大野市長選挙で初当選し、支持者と喜びを分かち合う石山志保氏(中央)=6月17日午後10時ごろ、福井県大野市の選挙事務所

 新人同士の一騎打ちとなった福井県大野市長選挙は6月17日投開票され、石山志保氏(43)が新市長の座を射止めた。石山氏は同市月美町の選挙事務所で笑顔を見せ「政治家としてここから歩み出せる。仲間を増やしながら五つの公約を精いっぱい進めていきたい」と気持ちを新たにした。

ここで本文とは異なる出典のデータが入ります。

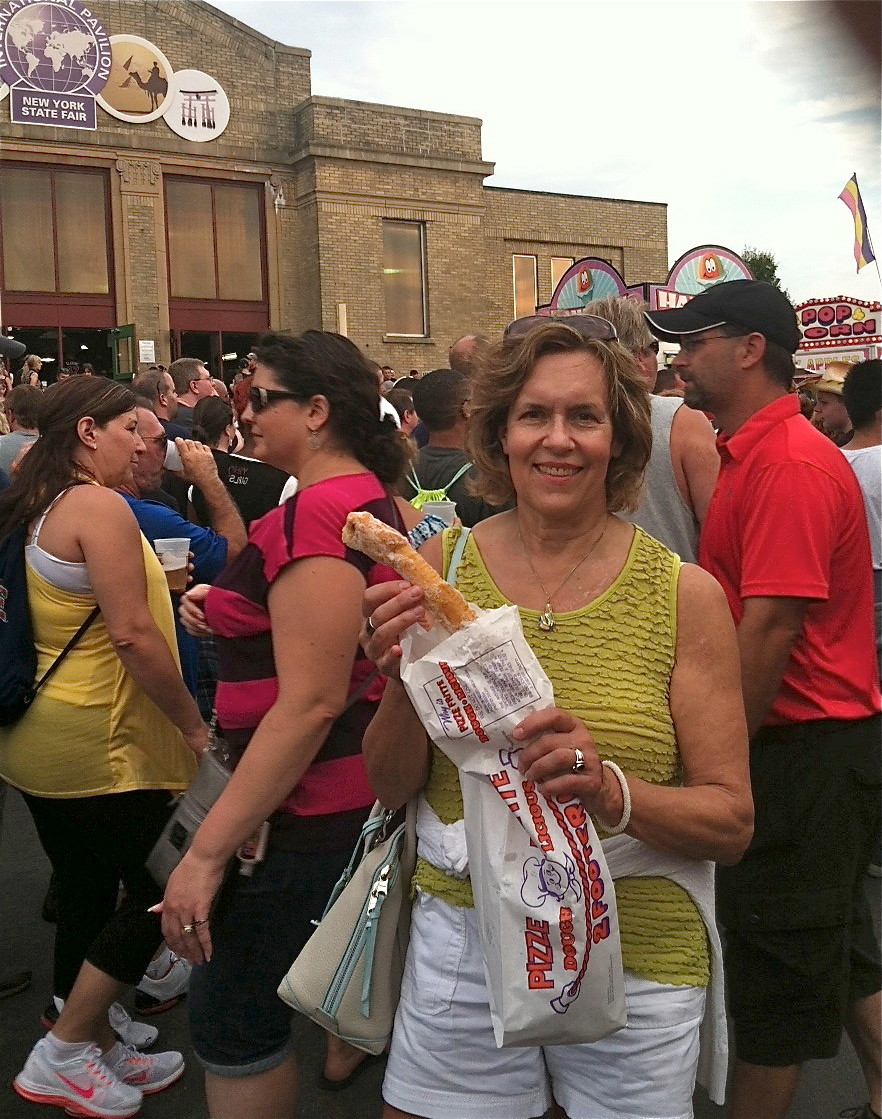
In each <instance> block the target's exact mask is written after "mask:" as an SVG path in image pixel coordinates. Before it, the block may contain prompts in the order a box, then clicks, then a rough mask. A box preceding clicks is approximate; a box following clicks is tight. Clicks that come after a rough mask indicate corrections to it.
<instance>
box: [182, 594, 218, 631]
mask: <svg viewBox="0 0 882 1119" xmlns="http://www.w3.org/2000/svg"><path fill="white" fill-rule="evenodd" d="M210 590H212V586H210V584H209V583H197V584H196V586H191V587H190V589H189V591H187V592H185V593H184V594H182V595H181V596H180V605H179V606H178V617H179V618H180V623H181V626H182V627H184V628H185V629H186V630H187V632H188V633H189V634H190V637H207V636H209V634H210V632H212V631H210V629H209V628H208V623H207V622H206V620H205V609H204V608H205V596H206V595H207V594H208V592H209V591H210Z"/></svg>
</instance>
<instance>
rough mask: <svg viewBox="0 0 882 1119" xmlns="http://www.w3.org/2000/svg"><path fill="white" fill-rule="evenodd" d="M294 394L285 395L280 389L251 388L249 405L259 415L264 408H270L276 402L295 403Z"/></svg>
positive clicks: (248, 396) (248, 397) (248, 399)
mask: <svg viewBox="0 0 882 1119" xmlns="http://www.w3.org/2000/svg"><path fill="white" fill-rule="evenodd" d="M295 399H297V396H295V395H294V394H293V393H283V392H282V391H281V389H280V388H250V389H248V404H251V411H252V412H253V413H254V414H255V415H257V414H259V413H260V412H263V410H264V408H269V406H270V405H271V404H273V403H274V402H275V401H295Z"/></svg>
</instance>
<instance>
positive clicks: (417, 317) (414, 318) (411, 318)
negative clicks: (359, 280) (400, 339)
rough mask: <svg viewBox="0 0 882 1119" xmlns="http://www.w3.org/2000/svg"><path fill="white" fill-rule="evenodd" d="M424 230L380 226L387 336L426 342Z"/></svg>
mask: <svg viewBox="0 0 882 1119" xmlns="http://www.w3.org/2000/svg"><path fill="white" fill-rule="evenodd" d="M425 288H426V284H425V226H424V225H423V223H422V222H384V223H383V295H384V298H385V302H386V333H387V335H398V336H401V337H405V338H425V337H426V336H428V333H429V321H428V320H429V317H428V308H426V300H425Z"/></svg>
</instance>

 事務所には開票前から大勢の支持者が集まり、午後10時ごろ、当確の一報が入ると「出た」「やった」と歓喜に沸いた。石山氏は大きな拍手と歓声に迎えられて登場。飛び交う祝福の声に、何度も両手でガッツポーズし「やったー」と喜びを爆発させた。愛知県から駆けつけた石山氏の母親も出迎え、ハイタッチして喜びを分かち合った。

 石山氏は深く一礼し、トレードマークの大声で「こんばんは」とあいさつ。地域経済の活性化など公約に精いっぱい取り組むことを伝え、課題の小中学校再編計画については「市教委と協力しながら、しっかり住民の意見を聞くところから始めたい」と決意を述べた。

 また、初めての選挙戦を振り返り「無名の新人から始まり本当に苦しい、厳しい選挙戦だった。市外から移り住んだ私を受け入れこの場に立たせてくれて、大野市に来て良かった」と感謝を繰り返した。

 石山氏は今年2月に市を退職し、岡田高大現市長の事実上の後継者として立候補を決意した。後援会長らとともに地元の了解を得て3月末に先陣を切って出馬表明し、地道に顔と名前を売り込んでいった。選挙戦の終盤にかけては相手陣営の追い上げに組織の引き締めを図った。